The field I currently work in I found after college. I discovered the ABA field while searching for speech-language pathologists to shadow. Instead of shadowing, I found myself working alongside them in a pediatric clinic for children with ASD diagnoses. The children I work with range in age from three to nine, and range in types and severity of symptoms. Some simply require the prompting of functional communication. Others are not vocal and use alternative voices from LAMP devices to PECS boards.
In my job, I've been asked to consider aspects of my future career I have never had to tackle before. I sometimes am the child's voice, sometimes I am the advocate for the family of the child. And when you stick up for the interests and dignity of your patient, amazing outcomes begin to happen. We have a child whose family was able to get a family photo for the first time in 5 years. We have a kid who felt proud of herself when trying three new foods and wanted to share that excitement with her peers and therapists for the first time. She wanted others to know she was doing a good job. I almost lost my voice from excitement that day. These little signs of progress, these little behaviors that children begin to participate in when their therapy is going well and working--these are the things we are working for. These moments that remind us why we are doing our jobs, why we are working so hard to improve these children's' and their families' lives.

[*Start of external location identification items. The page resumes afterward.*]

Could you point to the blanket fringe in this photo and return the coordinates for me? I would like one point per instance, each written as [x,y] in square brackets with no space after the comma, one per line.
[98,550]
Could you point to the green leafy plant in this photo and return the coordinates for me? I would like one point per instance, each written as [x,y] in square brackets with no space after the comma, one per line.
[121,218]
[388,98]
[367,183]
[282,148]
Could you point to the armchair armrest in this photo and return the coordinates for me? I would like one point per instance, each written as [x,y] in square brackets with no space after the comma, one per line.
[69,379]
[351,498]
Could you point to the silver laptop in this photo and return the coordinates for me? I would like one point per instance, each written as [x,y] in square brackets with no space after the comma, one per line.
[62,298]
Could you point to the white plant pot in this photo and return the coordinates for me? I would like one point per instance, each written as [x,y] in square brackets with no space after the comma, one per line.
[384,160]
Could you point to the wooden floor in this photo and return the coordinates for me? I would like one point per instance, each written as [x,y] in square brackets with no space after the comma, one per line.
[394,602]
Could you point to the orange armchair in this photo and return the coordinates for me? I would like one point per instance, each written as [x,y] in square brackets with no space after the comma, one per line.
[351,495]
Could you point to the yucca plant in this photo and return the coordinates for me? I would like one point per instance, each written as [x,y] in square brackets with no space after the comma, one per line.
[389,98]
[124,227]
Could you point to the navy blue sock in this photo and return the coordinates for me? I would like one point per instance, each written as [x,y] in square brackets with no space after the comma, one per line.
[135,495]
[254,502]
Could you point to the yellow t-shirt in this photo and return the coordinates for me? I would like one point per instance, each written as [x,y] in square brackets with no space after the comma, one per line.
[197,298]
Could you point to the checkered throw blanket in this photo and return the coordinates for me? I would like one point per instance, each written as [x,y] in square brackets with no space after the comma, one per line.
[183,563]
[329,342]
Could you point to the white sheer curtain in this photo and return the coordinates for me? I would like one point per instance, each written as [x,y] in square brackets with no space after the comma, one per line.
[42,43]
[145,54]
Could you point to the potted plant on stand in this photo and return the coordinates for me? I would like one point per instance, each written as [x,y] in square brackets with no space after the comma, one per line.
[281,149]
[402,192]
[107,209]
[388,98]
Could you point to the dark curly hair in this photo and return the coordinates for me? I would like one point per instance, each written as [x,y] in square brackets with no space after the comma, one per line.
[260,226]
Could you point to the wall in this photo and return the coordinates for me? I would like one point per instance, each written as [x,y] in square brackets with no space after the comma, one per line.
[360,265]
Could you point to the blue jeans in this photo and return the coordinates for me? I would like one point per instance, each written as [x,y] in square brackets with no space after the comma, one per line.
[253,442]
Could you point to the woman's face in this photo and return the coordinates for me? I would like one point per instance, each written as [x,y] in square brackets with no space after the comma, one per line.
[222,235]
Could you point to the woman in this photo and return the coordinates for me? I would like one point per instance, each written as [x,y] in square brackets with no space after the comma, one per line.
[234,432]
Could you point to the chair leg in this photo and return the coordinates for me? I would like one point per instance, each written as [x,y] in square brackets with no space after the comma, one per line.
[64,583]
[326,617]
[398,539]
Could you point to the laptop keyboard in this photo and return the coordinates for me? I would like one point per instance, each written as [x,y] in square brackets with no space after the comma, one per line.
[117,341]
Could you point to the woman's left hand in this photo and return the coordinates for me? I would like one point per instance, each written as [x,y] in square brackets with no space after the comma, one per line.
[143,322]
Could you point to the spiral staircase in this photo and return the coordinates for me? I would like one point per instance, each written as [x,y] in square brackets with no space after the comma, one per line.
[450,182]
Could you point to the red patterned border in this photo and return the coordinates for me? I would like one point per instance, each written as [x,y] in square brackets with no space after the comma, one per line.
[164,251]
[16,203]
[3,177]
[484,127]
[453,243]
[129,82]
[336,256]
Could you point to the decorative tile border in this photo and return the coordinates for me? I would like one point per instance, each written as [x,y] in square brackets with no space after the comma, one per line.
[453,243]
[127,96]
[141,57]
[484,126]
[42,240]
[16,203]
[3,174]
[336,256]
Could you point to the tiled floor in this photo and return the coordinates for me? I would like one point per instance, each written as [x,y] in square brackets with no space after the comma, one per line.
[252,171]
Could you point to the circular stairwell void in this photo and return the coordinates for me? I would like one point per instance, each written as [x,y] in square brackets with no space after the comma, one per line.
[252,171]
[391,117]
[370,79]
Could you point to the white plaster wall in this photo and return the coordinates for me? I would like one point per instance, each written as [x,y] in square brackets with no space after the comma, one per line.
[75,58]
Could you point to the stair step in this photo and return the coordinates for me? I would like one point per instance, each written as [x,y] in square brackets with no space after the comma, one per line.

And this communication aspect of it, the speech pathology part of the holistic therapy is where my interests most lie.
The BLANK UNIVERSITY aligns with my goals and interests. Based on my background, I enjoy that the program is very research-focused and even studies ASD. The clinic I work with now has speech therapy, occupational therapy, and physical therapy on top of ABA therapy. I really enjoy the collaboration of the fields to aid in the overall therapy of the patient. I am a hardworking, passionate student who wants to make a direct difference in people's lives. I have a lot to learn to achieve my goals, and I want to get started.